Attitude and Behavior
In many cases, relatives of aging people notice a change in attitude or behavior. For example, somebody who previously loved to take walks may start to dislike leaving the comfort of the sofa. If you find an older relative making excuses to not walk or to stay seated, this could signal a deeper problem.
Of course, not everybody who refuses a walk suddenly needs a walking frame with wheels. Therefore, it’s important to look for patterns. Get others who visit the elderly relative to try a walk with them too. If they refuse walking altogether, regardless of who asks, it might be time to act.
In serious cases, your relatives may retract themselves from their social circle. Sometimes, it’s not because they don’t want to see their friends. Instead, it’s because they aren’t comfortable moving around for long periods. Alternatively, it could be because they’re afraid of falling.
Although it might sound obvious, another sign that an aging parent needs a walker is if they experience lots of falls. While one or two falls are forgivable, you need to act if it occurs once a week. As they grow older, the body takes longer to heal after scrapes, grazes, and bruises. While you might recover from a fall within a couple of days, the same injuries can affect your elderly relative for a couple of weeks.

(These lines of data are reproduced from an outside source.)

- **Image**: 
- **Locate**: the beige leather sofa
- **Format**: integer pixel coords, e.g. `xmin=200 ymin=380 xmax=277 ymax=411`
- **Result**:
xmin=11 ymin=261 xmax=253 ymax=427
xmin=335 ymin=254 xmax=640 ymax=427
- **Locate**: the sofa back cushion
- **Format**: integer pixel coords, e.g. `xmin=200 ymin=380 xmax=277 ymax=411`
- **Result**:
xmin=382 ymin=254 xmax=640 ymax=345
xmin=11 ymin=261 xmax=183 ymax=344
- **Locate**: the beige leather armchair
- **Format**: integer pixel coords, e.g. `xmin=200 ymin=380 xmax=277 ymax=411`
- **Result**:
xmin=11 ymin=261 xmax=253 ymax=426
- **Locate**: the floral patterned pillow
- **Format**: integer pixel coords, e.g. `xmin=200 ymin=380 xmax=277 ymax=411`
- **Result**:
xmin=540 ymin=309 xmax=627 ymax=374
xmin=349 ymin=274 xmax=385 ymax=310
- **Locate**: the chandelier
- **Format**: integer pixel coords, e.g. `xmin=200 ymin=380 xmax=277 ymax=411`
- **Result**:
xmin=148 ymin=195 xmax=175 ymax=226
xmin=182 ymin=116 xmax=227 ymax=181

Keep an eye on your aging parents and listen to their stories, speak with neighbors and friends, and look for band-aids on legs and arms. Naturally, they will probably dismiss it as a simple fall. But this is dangerous when it happens too frequently. What if the next fall leads to a hit on the head? What if they experience serious damage while nobody is around to help?

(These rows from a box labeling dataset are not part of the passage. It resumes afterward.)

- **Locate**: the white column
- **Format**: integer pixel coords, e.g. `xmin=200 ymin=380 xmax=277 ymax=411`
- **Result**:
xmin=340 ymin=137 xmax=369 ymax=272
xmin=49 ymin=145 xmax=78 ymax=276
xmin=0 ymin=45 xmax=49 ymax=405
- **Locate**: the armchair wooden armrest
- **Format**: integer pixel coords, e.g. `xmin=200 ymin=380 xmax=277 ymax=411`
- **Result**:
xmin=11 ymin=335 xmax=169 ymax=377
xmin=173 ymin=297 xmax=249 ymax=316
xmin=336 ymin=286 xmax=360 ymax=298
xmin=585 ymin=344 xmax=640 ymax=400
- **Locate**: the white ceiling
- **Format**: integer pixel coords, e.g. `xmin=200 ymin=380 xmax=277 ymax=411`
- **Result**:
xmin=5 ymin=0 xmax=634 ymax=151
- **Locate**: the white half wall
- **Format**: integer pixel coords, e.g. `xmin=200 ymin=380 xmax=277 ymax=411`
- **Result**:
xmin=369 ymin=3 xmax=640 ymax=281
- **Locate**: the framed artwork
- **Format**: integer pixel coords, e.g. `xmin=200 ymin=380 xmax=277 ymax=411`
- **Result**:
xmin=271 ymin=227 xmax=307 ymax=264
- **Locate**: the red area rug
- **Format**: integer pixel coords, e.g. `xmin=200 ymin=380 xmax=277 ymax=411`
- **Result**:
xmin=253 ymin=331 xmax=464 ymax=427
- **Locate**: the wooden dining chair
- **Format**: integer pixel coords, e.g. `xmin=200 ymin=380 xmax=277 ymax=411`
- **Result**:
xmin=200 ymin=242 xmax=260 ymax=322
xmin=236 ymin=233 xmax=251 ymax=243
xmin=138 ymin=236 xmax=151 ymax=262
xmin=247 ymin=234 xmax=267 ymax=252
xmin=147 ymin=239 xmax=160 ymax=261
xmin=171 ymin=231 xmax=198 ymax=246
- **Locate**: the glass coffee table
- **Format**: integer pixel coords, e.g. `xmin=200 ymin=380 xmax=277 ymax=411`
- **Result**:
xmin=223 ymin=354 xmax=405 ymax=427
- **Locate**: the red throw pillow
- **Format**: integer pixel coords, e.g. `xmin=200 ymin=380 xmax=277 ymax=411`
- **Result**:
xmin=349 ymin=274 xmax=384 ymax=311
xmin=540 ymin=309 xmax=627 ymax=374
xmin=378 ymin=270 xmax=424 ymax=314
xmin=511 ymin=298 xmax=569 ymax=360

If your aging parents have health problems, this is another reason to introduce a walker. For example, this includes:
- Weak bones or muscles
- Back pain
- Issues with vision
- Shortness of breath
- Heart issues
- Parkinson’s, Alzheimer’s, or Dementia
Sometimes, doctors recommend walkers for people taking certain medications too. If you’re in any doubt, speak with a medical professional and talk about your concerns. As soon as walking problems begin for elderly people, they often fear falling over. This comes back to the behavior and attitude changes mentioned previously; your elderly relative might even stop looking after themselves in terms of personal hygiene and household chores.
Convincing Aging Parents to Use a Walker
Some people reading this guide will already worry about the conversations this information might lead to in the future. You’ve decided that a parent probably needs a walker, but how do you introduce the topic? How do you encourage them that this is the right option?
Ultimately, you know your parents better than anybody, so you know which approach is right or wrong. Some people have found success by showing parents fall-related statistics, research, and articles. Meanwhile, others have frank conversations and explain the importance of parents looking after themselves.
Elsewhere, the solution might be to talk about the stigma attached to walkers, take your parents to the doctor, or even shop for walkers to show the personalization and design opportunities.